CREATE SEQUENCE article_id_seq; 
CREATE TABLE article (
    article_id integer UNIQUE NOT NULL DEFAULT nextval('article_id_seq'),
    title varchar,
    body varchar,
    publish_time timestamp,
    creation_time timestamp,
    id integer,
    PRIMARY KEY (article_id),
    FOREIGN KEY (id) REFERENCES team (id)
);
ALTER SEQUENCE article_id_seq OWNED BY article.article_id;

CREATE TABLE related_articles (
    article_id1 integer NOT NULL,
    article_id2 integer NOT NULL,
    kind varchar,
    PRIMARY KEY (article_id1, article_id2, kind),
    FOREIGN KEY (article_id1) REFERENCES article (article_id),
    FOREIGN KEY (article_id2) REFERENCES article (article_id)
);

As you can see in the above code snippet an article is defined by it's ID. The data_minerva table does not contain an ID column.

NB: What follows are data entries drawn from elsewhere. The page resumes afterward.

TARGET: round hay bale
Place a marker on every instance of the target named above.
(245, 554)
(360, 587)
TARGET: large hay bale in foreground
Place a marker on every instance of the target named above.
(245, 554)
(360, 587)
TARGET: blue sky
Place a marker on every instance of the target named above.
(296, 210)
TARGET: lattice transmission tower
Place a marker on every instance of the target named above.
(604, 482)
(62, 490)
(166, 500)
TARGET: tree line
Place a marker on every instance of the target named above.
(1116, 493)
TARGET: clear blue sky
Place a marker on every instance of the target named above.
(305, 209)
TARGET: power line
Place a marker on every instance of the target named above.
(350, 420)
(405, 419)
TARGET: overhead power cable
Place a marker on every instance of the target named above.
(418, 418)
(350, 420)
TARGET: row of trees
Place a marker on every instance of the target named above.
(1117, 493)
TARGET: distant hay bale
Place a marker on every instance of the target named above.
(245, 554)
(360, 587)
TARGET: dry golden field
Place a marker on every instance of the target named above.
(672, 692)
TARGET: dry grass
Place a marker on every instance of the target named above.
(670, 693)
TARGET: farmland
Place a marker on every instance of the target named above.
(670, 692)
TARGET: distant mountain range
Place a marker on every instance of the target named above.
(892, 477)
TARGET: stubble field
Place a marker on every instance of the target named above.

Now when I want to transfer data from data_minerva to related_articles I come into trouble that there are duplicates in the data_minerva table and they violate the primary key constrain of the table related_articles. However I tried creating a rule to ignore these duplicates but with no succes. I think I need to do something more with the SELECT DISTINCT but I can't to figure it out. The query I use to transfer data:

CREATE RULE "ignore" AS ON INSERT TO related_articles
    WHERE EXISTS (SELECT 1 FROM related_articles WHERE article_id1=NEW.article_id1 AND article_id2=NEW.article_id2 AND kind=NEW.kind)
DO INSTEAD NOTHING;


INSERT INTO related_articles (article_id1, article_id2, kind)
SELECT DISTINCT ON (data_minerva.articletitle, data_minerva.articlestarttime, data_minerva.writeremail,article.id, article.id, data_minerva.linkedarticletitle, data_minerva.linkedarticlestarttime)
(SELECT article_id FROM article WHERE data_minerva.linkedarticletitle IS NOT NULL AND article.title=data_minerva.articletitle AND article.creation_time=data_minerva.articlestarttime::timestamp),
(SELECT article_id FROM article WHERE article.title=data_minerva.linkedarticletitle AND article.creation_time=data_minerva.linkedarticlestarttime::timestamp),
linkedtype FROM data_minerva, article WHERE data_minerva.linkedarticletitle IS NOT NULL;

Solution

  • You're probably better served by thinking along these lines.

    select a1.article_id, a2.article_id, d.linkedtype
    from article a1
    inner join data_minerva d on a1.title = d.articletitle and a1.creation_time = d.articlestarttime
    inner join article a2 on a2.title = d.linkedarticletitle and a2.creation_time = d.linkedarticlestarttime
    

    It's possible this needs to be select distinct instead of just select. You might also need to check for null article titles, or you might need to handle null article titles separately.

    Once you're satisfied that this query returns the right rows, just put insert into related_articles on top, and run it.